Commentary on the so-called Creation/Evolution/Intelligent Design Debate and Right-Wing nuttery in general - and please ignore the typos (I make lots!)

Tuesday, May 09, 2006

Walter ReMine, at it again

Out of internet discussion board 'retirement', the "you misrepresent me" kid is back, writing the same unsupported gibberish and continuing to pat himself ont he back...

Incredible...

3 comments:

FreezBee said...

Hmm ... interesting!

For a few days I have been working in the Wikipedia article about Haldane's Dilemma, and I have had the joy of Walter ReMine's help at this.

In the linked thread, ReMine writes:

In that thread I challenged evolutionists (or anyone else) to explain (via the evolutionary literature) the fundamentals of Haldane's Dilemma. How does it work? How does it limit the substitution rate?

Well, that was, what I was trying to do - trying to go all back to good ol' Haldane himself. I had to stop that to deal with ReMine's eagerness at informing the general public about his "recent clarification".

I wrote a paper clarifying the fundamentals of Haldane's Dilemma, and submitted it to three mainstream science journals, where it was reviewed by evolutionary geneticists. At the first two journals, it was rejected as incorrect. At the third journal, it was acknowledged as "correct" by evolutionists Warren Ewens and James Crow. Nonetheless, they rejected it from publication on the astonishing grounds that my paper is unnecessary because they and their associates already "knew" my material "in the 1970s".


Hmm, the only review I've seen published is Joe Felsenstein's. So unfortunately we only have ReMine's interpretation of the reviews.

What does "correct" mean? It's correct that 2+2=4, but hardly of much informative interest.

It looks to me, as if ReMine is trying to propel himself forward as an acknowledged scientist - but that may take more than having a paper rejected.

brerjohn said...

I appreciate ReMine's challenges. His suggestion that things have the appearance of supporting evolution until more closely examined because of the message things are neither made by multiple designers nor in the absence of a designer is a unique one. I think his theory should be further examined regardless whether he has some certain credentials. The question is... does he know how to play the "game" of science? If so, let him take on the big boys.

Doppelganger said...

His lack of credentials is irrelevant in terms of his arguments - his arguments fail because his lack of credentials (i.e., a relevant background knowledge and education) allow him let his religious dogma drive his "science."

His 'theory' is recognized only by himself and a handful of loyalists - even other creationists do not think much of his claims, and he has grown more popular with the ID crowd than the YEC crowd of late, despite the fact that he is a YEC.

ReMine's claims are moot. They were moot when he made them, but his gigantic ego will not allow him to even consider that he might be wrong. He insists that Haldane's 1957 population genetics model is absolutley true and accurate in all circumstances, despite the fact that many observations and experiments have shown that, while being an excellent null hypothesis and such, it is largely inapplicable in most circumstances.

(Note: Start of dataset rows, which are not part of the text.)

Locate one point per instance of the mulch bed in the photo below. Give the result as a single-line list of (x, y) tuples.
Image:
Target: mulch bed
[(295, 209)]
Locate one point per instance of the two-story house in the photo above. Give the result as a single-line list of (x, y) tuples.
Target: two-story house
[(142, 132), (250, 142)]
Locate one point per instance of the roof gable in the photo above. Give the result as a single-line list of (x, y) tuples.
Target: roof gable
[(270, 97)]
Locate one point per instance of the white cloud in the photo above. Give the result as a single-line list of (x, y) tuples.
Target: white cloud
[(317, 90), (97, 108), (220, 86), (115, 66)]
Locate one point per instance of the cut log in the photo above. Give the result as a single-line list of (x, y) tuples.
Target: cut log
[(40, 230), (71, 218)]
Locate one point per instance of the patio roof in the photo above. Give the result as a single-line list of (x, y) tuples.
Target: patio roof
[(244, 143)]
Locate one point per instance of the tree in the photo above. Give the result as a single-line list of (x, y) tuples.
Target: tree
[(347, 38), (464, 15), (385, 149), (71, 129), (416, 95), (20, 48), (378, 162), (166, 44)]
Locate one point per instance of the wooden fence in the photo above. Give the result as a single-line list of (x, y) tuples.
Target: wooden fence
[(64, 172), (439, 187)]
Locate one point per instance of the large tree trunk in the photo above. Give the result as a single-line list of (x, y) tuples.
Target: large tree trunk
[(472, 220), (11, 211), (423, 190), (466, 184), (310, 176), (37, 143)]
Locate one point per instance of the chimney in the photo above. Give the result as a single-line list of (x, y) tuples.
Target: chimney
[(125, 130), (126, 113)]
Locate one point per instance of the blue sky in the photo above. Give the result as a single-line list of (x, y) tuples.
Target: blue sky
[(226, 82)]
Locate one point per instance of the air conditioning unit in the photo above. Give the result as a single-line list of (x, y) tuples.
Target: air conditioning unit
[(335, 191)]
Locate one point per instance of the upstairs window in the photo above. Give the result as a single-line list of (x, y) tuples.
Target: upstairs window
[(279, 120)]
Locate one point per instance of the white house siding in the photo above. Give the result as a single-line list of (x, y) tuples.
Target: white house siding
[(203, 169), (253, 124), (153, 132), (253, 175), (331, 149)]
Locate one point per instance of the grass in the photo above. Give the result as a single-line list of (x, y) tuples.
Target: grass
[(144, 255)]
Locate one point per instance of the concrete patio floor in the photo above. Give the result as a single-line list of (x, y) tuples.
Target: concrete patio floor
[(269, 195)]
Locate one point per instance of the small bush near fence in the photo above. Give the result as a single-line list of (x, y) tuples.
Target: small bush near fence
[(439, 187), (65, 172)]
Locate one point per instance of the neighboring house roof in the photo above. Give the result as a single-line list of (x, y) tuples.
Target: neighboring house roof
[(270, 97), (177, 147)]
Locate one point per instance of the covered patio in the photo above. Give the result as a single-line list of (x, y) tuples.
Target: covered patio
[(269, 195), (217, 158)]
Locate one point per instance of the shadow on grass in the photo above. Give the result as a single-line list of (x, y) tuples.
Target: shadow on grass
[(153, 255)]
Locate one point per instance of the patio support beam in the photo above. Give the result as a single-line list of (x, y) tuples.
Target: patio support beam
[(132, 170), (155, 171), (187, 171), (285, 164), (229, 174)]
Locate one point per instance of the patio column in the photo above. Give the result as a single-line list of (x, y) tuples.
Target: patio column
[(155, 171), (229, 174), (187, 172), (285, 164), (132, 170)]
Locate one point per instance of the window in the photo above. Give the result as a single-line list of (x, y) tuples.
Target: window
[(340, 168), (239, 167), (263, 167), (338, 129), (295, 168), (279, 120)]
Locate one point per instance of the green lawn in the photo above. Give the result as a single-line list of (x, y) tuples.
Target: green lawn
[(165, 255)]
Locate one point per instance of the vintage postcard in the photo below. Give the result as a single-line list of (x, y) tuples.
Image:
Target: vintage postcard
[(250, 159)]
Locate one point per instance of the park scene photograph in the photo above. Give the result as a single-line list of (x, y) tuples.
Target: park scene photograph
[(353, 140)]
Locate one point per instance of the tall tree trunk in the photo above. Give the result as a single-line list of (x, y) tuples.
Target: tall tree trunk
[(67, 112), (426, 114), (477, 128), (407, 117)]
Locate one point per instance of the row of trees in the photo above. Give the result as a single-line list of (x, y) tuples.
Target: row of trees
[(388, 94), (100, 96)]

Not so, says ReMinne, who has never done any relevant experiments or made any scientific observations. He relies on argument by quote, argument by assertion, and argument by force of confidence.

He can't play with the big boys, that is why he is an adjunct "instructor" at a YEC Christian college and has as his only outlets ID/YEC public relations websites and magazines. If he could play with the big boys, he wouldn't have resorted to the silly antics he did when his big 'paper' got rejected. He would have done what any other real scientist does and tried to resubmit. Instead, he just went on a whine-fest and claimed it was a big conspiracy.

Having read his paper, I can see why iot was rejected - it was written like a high school essay, most of his claims were redundant and trivial, and his conclusions were speculative at best.

But no, you go ahead and think them worthy.